Press Notice No. 39 of Session 2002-03, dated 23 July 2003
THIRTY-NINTH REPORT: A SAFER PLACE TO WORK: PROTECTING NHS HOSPITAL AND AMBULANCE STAFF FROM VIOLENCE AND AGGRESSION (HC 641)
Mr Edward Leigh MP, Chairman of the Committee of Public Accounts, said today it was shocking that nurses and other care workers were subject to high levels of violence and aggression, and urged the Department of Health and the NHS to reverse the rising trend.
Mr Leigh was speaking as the Committee published its 39th Report of this Session, which examined the effectiveness of the Department for Health's strategies for dealing with violence and aggression, and NHS Trust's arrangements for preventing or reducing incidents and supporting staff who experience violence and aggression. Reported incidents of violence and aggression against NHS staff are high and rising, with over 95,000 reported incidents in 2001-02. Nurses and care workers are at a higher risk of violence and aggression than most other workers. The impact on staff is immediate, in terms of injury and distress, and longer term with increases in stress, sickness absence, lower morale and productivity, and problems in retention and recruitment.
The Committee found that while there has been progress in encouraging reporting, there remains a significant level of under-reporting; many NHS Trusts are not using the standard definition promulgated by the Department; and the information collected by the Department does not differentiate between the types and severity of incidents. These factors limit the Department's understanding of the problem, and make it difficult to say how far the increase reflects an actual increase in incidents or to measure how well trusts individually and overall are performing. The next phase of the Department's zero tolerance zone campaign should set out the reporting requirements which Trusts should apply.

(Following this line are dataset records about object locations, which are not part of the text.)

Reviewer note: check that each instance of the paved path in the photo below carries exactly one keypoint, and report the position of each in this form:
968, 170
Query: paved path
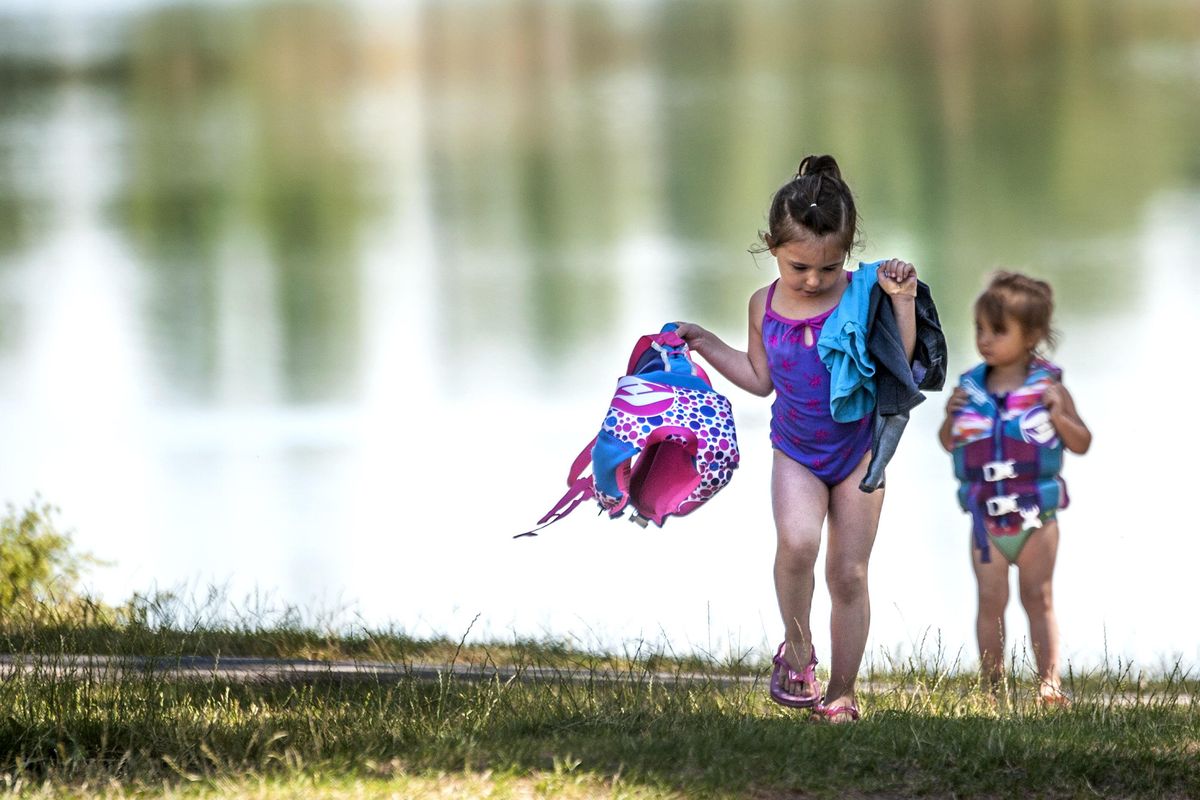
252, 669
241, 668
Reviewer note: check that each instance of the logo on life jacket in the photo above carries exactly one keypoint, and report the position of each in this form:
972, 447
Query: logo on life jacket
642, 397
1037, 428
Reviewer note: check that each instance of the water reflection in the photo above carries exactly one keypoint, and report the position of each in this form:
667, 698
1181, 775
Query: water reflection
323, 298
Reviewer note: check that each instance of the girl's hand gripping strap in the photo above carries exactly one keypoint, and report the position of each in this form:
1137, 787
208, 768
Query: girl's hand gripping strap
579, 489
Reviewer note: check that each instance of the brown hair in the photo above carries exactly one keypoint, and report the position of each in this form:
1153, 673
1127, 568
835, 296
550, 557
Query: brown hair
1027, 300
816, 200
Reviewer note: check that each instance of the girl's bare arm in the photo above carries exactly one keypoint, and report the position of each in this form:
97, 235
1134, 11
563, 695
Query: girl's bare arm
747, 370
1074, 434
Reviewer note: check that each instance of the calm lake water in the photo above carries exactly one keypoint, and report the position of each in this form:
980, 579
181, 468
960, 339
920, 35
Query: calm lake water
317, 305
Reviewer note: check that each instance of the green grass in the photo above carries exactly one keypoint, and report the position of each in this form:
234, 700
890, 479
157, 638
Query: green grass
928, 731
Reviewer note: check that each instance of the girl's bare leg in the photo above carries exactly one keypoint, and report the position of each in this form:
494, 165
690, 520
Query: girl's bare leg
853, 521
799, 501
1035, 577
993, 582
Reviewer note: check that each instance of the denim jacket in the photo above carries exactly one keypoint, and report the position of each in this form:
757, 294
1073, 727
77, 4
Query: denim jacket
899, 383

Trusts have developed a range of measures to deter patients and visitors from becoming violent or aggressive, but there are no evaluations of the effectiveness of these deterrents and dissemination of information on effective measures is limited. Trusts are also carrying out risk assessments but the coverage varies, there are deficiencies in the skills of staff undertaking the assessments, and there is a lack of evidence as to the effectiveness of measure taken to counter risks. The Department should review the measures applied by Trusts, identify those which have been effective, and publicise these measures through their zero tolerance website and advisory material.
The Department has been active in promoting partnership working with the police and Crown Prosecution service. While many Trusts have developed good relationships with these bodies, there is scope for further improvements, in response times and in pressing charges. The new Counter Fraud and Security Management Service is planning to develop a concordat with the Association of Chief Police Officers. NHS Trusts also need to take a consistent approach in reviewing all serious incidents, in the provision of support to staff and in feedback to staff on outcomes.
Mr Leigh said today:
"It is shocking that nurses and other NHS staff, who care for others, should be subject to such high, and rising, levels of violence and aggression. The Department for Health and the NHS have improved awareness and reporting, and developed a range of measures to deter potential attackers. But this is not enough; I want to see them reverse the rising trend in the number of incidents. The Department must sort out its reporting arrangements so it knows how well Trusts are performing. And there is an urgent need to identify which approaches are most effective in preventing violence."